Pour conclure, donc, nous pouvons résumer la situation européenne pour les fédéralistes de la façon suivante. Les forces politiques normales, les gouvernements et les partis, présentent deux politiques confédérales opposées. Elles sont très probablement destinées à trouver un compromis, parce qu’elles sont fondées sur des données de fait relativement permanentes dans la situation de l’Occident. Elles ne résolvent pas le problème de l’unité politique de l’Europe, parce qu’elles ne peuvent pas dépasser le niveau confédéral. Pour la même raison, elles ne peuvent arrêter et retourner le processus de dégénérescence de la démocratie. C’est pourquoi les fédéralistes ne se mettent pas au service de l’hégémonie nord-américaine. Et qu’ils ne se mettent pas non plus au service de l’hégémonie franco-allemande. Ils maintiennent une opposition inflexible à ces deux politiques. Ils n’ont cure de se mettre à la remorque des forces politiques normales, qui ne peuvent pas dépasser le niveau confédéral, mais de construire une force populaire révolutionnaire qui déchaîne la lutte pour la Fédération européenne. Une force révolutionnaire qui constitue le « fédérateur ».
Le Fédéraliste
[1] Voir Henry A. Kissinger, The Necessity for Choice (Prospects of American Foreign Policy), New York, Harper & Brothers, 1961, chap. II.
[2] Voir Le Monde du 16 janvier 1963, p. 3.
[3] Ces données ont été en partie rapportées par le Dr.
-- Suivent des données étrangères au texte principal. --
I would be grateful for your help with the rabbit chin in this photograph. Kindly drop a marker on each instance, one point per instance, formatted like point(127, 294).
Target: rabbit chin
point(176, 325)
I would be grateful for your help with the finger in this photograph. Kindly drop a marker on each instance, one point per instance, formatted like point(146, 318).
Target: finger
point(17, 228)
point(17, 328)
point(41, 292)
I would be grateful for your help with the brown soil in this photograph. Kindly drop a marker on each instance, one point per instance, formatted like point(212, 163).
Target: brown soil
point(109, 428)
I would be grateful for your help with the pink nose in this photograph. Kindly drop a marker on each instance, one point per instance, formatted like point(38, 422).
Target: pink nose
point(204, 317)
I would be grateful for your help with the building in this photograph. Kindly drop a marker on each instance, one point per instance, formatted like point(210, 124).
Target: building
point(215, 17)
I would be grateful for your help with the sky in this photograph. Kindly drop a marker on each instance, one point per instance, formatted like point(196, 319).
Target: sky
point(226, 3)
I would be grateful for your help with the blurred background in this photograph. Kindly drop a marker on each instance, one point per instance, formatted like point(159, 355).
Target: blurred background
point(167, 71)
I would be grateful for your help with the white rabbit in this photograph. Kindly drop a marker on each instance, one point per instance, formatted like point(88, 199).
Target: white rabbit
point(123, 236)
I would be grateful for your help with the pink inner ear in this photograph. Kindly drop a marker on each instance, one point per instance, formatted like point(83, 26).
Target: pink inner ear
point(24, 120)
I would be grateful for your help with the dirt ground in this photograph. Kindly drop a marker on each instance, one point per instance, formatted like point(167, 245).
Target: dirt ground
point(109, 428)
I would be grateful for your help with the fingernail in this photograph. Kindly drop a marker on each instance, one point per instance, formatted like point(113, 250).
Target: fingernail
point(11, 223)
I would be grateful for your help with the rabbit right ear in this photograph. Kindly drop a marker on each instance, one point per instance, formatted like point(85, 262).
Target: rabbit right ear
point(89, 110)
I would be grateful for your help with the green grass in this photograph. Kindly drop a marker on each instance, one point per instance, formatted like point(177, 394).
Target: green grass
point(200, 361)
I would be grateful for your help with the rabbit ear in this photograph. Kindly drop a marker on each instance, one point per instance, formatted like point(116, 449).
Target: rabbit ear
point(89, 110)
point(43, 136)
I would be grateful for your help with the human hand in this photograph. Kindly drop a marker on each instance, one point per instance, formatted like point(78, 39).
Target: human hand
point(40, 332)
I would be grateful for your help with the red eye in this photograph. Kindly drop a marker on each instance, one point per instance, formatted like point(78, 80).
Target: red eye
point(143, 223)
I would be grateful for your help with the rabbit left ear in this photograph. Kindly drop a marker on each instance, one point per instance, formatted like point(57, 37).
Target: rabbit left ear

Franco Bobba, Directeur général des Affaires économiques et financières auprès de la Commission de la C.E.E., dans sa relation à la « Réunion des revues italiennes sur les problèmes du Marché commun », qui s’est tenue à Rome les 14 et 15 décembre 1962. Voir, pour les autres données, l’article de fond du Times de Londres ayant pour titre « The Springs of Power », du 22 janvier 1963.
[4] Encore récemment le Secrétaire à la Défense des Etats-Unis, Mr Robert McNamara, a affirmé que, tandis qu’une attaque massive, déclenchée par l’Union Soviétique contre l’Europe occidentale, susciterait la réaction atomique américaine immédiate, on peut toutefois concevoir des circonstances dans lesquelles, à une attaque soviétique moins violente, on pourrait répondre avec les armes conventionnelles pendant quelques jours ou pendant quelques semaines (voir le compte-rendu du Times de Londres du 30 mars 1963, p. 7). Il est légitime de se demander quelles sont ces circonstances, et si, dans une situation de grande vulnérabilité nucléaire des Etats-Unis, les limites du conflit conventionnel seraient vraiment de quelques jours ou de quelques semaines.
[5] La Grande-Bretagne, qui n’a pas subi et qui ne subit pas la profonde crise de l’Etat et de la démocratie qui a caractérisé et qui caractérise encore les principaux pays du continent européen, n’a pas participé à l’intégration économique européenne, mais elle a, au contraire, suivi la ligne de moindre résistance tracée par sa vitalité relative persistante et par ses liens avec les pays du Commonwealth et avec les Etats-Unis. Ce n’est que lorsque le Marché commun s’est révélé efficace et solide qu’elle a tenté d’y entrer. C’est pour les mêmes raisons que la Grande-Bretagne n’a jamais participé et ne participera pas, à la tentative de former l’unité politique de l’Europe. Très vraisemblablement elle ne jugera utile d’adhérer à l’unité politique de l’Europe que lorsque la Fédération européenne sera née sur le continent et se sera révélée efficiente et solide. En effet, même au cours des négociations en vue de l’entrée de la Grande-Bretagne dans le Marché commun, toute la classe politique anglaise — tant la majorité conservatrice que l’opposition travailliste — n’a pas perdu une seule occasion d’affirmer que la Grande-Bretagne n’avait et n’a aucune intention de participer à quelque chose de plus qu’à une confédération entre Etats qui n’enlève rien à la souveraineté des Etats membres.
[6] Ce fait prouve encore une fois, si cela est nécessaire, que ce n’est que dans le cadre des Six que la crise de l’Etat et de la démocratie est si avancée qu’elle offre la possibilité d’édifier une fédération européenne ; tandis que la Grande-Bretagne a encore la vitalité nécessaire pour continuer à vivre (même en subissant un processus de lent déclin et de dégénération) en tant qu’Etat relativement efficient et en tant que démocratie.